Our findings from Figure 4 indicate that DyGFormer achieves optimal performance when all components are utilized. The removal of any component would lead to worse results. In particular, the neighbor co-occurrence encoding scheme has the most significant impact on the performance as it effectively captures correlations between nodes. Separately encoding neighbor occurrences or encoding the temporal information could also improve performance. Mixing the sequences of the source node and destination node causes relatively minor improvements due to the usage of the neighbor co-occurrence encoding scheme because both of them aim to explore the node correlations. To this end, the necessity of designing these components has been well demonstrated.
C.7 Results on Temporal Graph Benchmark
We also evaluate DyGFormer and baselines on the recently proposed Temporal Graph Benchmark (TGB) [23], which contains a collection of challenging and diverse benchmark datasets. We aim to verify the superiority and scalability of DyGFormer on TGB since it covers small, medium, and large datasets. We only present the analysis here. Please refer to [23] and our other work [68] for details of the datasets, tasks, evaluation metrics, experimental settings, and complete quantitative results.
Superiority of DyGFormer. For the dynamic link property prediction task, DyGFormer ranks first on the TGB leaderboard666https://tgb.complexdatalab.com/docs/leader_linkprop/ on tgbl-wiki-v2. It ranks second/third on tgbl-coin-v2/tgbl-comment and does medium on tgbl-review-v2. We notice that the surprise index (defined as the ratio of test links that are not seen during training) on tgbl-wiki-v2 and tgbl-coin-v2 are 0.108 and 0.120, which indicates nodes tend to interact repeatedly. Such a property may be well handled by the neighbor co-occurrence encoding scheme in DyGFormer, leading to excellent performance. Correspondingly, the surprise index on tgbl-review-v2 and tgbl-comment are 0.987 and 0.823, showing that these two datasets contain many new links. This characteristic may violate the motivation of our neighbor co-occurrence encoding scheme and bring suboptimal performance. For the dynamic node property prediction task, DyGFormer also performs better than other methods with trainable parameters, but its performance is still worse than the simple non-trainable Persistent Forecast and Moving Average methods on the TGB leaderboard777https://tgb.complexdatalab.com/docs/leader_nodeprop/. This observation demonstrates the necessity of proposing customized models for the dynamic node property prediction task.

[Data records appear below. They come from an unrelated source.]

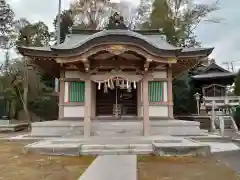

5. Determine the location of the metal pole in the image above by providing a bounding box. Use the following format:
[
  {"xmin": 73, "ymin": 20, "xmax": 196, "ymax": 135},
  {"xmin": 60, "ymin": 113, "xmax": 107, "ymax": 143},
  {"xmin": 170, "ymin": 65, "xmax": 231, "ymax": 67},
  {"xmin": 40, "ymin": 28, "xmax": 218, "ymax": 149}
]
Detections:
[
  {"xmin": 197, "ymin": 99, "xmax": 200, "ymax": 115},
  {"xmin": 57, "ymin": 0, "xmax": 62, "ymax": 44},
  {"xmin": 55, "ymin": 0, "xmax": 62, "ymax": 92}
]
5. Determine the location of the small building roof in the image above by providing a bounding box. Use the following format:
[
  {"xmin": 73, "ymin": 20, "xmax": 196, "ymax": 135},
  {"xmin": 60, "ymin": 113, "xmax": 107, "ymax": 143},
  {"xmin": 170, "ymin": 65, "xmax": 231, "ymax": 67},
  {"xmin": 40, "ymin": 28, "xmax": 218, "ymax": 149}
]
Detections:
[
  {"xmin": 191, "ymin": 61, "xmax": 236, "ymax": 86},
  {"xmin": 192, "ymin": 72, "xmax": 236, "ymax": 80}
]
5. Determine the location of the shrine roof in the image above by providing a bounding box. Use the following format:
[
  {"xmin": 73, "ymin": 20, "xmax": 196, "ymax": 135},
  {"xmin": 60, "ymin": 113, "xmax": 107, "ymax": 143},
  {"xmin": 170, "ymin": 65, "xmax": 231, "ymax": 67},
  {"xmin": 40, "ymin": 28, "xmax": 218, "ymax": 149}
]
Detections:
[
  {"xmin": 191, "ymin": 60, "xmax": 236, "ymax": 80},
  {"xmin": 18, "ymin": 29, "xmax": 213, "ymax": 56}
]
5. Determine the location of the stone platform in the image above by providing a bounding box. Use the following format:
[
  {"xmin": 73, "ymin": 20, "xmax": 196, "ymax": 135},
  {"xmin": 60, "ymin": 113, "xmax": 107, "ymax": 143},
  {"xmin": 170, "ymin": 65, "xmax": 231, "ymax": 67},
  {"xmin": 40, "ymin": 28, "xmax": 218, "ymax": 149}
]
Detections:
[
  {"xmin": 25, "ymin": 136, "xmax": 210, "ymax": 156},
  {"xmin": 0, "ymin": 119, "xmax": 29, "ymax": 132},
  {"xmin": 31, "ymin": 120, "xmax": 206, "ymax": 137}
]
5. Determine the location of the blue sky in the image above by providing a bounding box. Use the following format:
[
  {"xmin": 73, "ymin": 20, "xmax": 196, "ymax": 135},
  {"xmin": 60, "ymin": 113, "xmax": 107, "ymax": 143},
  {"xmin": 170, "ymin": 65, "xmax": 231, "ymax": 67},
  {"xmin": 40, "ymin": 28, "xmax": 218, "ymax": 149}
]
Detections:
[{"xmin": 4, "ymin": 0, "xmax": 240, "ymax": 70}]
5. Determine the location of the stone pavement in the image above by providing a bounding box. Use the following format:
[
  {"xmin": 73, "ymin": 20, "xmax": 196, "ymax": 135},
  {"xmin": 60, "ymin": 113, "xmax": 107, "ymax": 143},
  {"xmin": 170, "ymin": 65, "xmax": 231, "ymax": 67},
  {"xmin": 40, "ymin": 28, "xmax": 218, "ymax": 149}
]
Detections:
[
  {"xmin": 78, "ymin": 155, "xmax": 137, "ymax": 180},
  {"xmin": 214, "ymin": 150, "xmax": 240, "ymax": 174}
]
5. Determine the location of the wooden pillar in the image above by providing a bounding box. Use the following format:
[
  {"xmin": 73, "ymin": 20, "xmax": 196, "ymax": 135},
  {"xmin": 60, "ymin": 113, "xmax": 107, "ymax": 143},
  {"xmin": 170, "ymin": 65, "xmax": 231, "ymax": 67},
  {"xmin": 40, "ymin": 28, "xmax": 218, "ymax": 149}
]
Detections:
[
  {"xmin": 167, "ymin": 64, "xmax": 173, "ymax": 118},
  {"xmin": 91, "ymin": 82, "xmax": 97, "ymax": 118},
  {"xmin": 84, "ymin": 79, "xmax": 92, "ymax": 137},
  {"xmin": 142, "ymin": 75, "xmax": 150, "ymax": 136},
  {"xmin": 58, "ymin": 70, "xmax": 65, "ymax": 119}
]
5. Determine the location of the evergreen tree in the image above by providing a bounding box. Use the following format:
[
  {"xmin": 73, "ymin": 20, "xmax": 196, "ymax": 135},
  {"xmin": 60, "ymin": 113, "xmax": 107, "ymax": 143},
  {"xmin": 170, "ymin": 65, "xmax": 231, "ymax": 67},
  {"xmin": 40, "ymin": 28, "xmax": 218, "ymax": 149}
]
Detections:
[
  {"xmin": 0, "ymin": 0, "xmax": 14, "ymax": 36},
  {"xmin": 234, "ymin": 70, "xmax": 240, "ymax": 96}
]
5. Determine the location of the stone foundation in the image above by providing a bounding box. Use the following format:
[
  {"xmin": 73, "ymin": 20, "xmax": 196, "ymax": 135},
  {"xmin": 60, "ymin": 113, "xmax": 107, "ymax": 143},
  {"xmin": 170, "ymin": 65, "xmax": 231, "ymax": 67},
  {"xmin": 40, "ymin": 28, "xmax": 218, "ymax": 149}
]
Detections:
[{"xmin": 31, "ymin": 120, "xmax": 204, "ymax": 137}]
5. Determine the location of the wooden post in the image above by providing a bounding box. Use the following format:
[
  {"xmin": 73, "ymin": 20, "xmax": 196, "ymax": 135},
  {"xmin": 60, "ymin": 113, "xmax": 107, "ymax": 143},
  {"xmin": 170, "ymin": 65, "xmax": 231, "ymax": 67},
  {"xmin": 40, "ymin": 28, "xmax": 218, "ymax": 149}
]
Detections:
[
  {"xmin": 167, "ymin": 64, "xmax": 173, "ymax": 118},
  {"xmin": 23, "ymin": 57, "xmax": 31, "ymax": 122},
  {"xmin": 84, "ymin": 79, "xmax": 92, "ymax": 137},
  {"xmin": 142, "ymin": 75, "xmax": 150, "ymax": 136},
  {"xmin": 58, "ymin": 70, "xmax": 65, "ymax": 119}
]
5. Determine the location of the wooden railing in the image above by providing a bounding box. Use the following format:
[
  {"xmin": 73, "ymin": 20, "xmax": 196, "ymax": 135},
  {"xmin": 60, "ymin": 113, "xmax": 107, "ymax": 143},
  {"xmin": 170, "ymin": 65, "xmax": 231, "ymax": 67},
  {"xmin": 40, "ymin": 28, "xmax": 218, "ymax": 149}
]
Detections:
[{"xmin": 201, "ymin": 96, "xmax": 240, "ymax": 109}]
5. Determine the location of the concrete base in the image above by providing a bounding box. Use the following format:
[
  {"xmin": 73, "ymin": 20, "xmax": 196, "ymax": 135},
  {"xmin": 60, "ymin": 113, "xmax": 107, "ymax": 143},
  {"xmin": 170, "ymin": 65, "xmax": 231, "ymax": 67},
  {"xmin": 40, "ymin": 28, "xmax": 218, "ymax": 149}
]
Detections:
[
  {"xmin": 25, "ymin": 136, "xmax": 210, "ymax": 156},
  {"xmin": 31, "ymin": 120, "xmax": 205, "ymax": 137},
  {"xmin": 0, "ymin": 120, "xmax": 29, "ymax": 132}
]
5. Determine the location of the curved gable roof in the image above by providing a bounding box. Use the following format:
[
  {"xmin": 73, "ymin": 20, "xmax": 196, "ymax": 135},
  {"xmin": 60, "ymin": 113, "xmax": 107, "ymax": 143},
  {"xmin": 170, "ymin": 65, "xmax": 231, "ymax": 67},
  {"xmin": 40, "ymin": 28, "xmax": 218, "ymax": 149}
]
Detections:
[
  {"xmin": 18, "ymin": 29, "xmax": 213, "ymax": 57},
  {"xmin": 52, "ymin": 29, "xmax": 181, "ymax": 51}
]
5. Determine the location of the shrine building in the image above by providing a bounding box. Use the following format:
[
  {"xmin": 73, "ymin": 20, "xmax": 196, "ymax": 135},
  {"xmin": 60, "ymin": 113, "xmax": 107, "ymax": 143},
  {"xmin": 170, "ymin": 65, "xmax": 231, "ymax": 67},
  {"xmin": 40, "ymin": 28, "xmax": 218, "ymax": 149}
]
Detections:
[{"xmin": 18, "ymin": 13, "xmax": 213, "ymax": 136}]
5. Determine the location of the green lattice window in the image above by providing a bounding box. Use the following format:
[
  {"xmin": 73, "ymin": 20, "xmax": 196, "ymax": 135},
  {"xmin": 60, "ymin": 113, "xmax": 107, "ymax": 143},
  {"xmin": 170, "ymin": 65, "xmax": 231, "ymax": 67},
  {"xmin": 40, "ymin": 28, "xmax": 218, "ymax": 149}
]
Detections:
[
  {"xmin": 69, "ymin": 82, "xmax": 85, "ymax": 102},
  {"xmin": 148, "ymin": 81, "xmax": 163, "ymax": 102}
]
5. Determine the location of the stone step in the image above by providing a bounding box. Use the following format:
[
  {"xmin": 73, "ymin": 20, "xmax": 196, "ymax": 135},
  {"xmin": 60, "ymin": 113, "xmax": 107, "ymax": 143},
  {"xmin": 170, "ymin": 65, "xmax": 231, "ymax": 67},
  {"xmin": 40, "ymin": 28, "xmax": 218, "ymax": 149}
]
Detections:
[
  {"xmin": 25, "ymin": 142, "xmax": 81, "ymax": 156},
  {"xmin": 81, "ymin": 144, "xmax": 152, "ymax": 150},
  {"xmin": 80, "ymin": 148, "xmax": 152, "ymax": 155}
]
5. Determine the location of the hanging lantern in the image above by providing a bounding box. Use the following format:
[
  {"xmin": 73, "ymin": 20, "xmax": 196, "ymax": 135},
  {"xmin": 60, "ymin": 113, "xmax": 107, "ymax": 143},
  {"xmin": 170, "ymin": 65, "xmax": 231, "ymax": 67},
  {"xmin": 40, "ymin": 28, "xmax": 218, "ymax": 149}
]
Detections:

Scalability of DyGFormer. DyGFormer can be scaled up to larger datasets that contain hundreds of thousands of nodes and tens of millions of links (e.g., tgbl-coin-v2, tgbl-comment, tgbn-genre, and tgbn-reddit) while many baselines (e.g., JODIE, DyRep, TGN, and CAWN) fail. This demonstrates the good scalability of DyGFormer.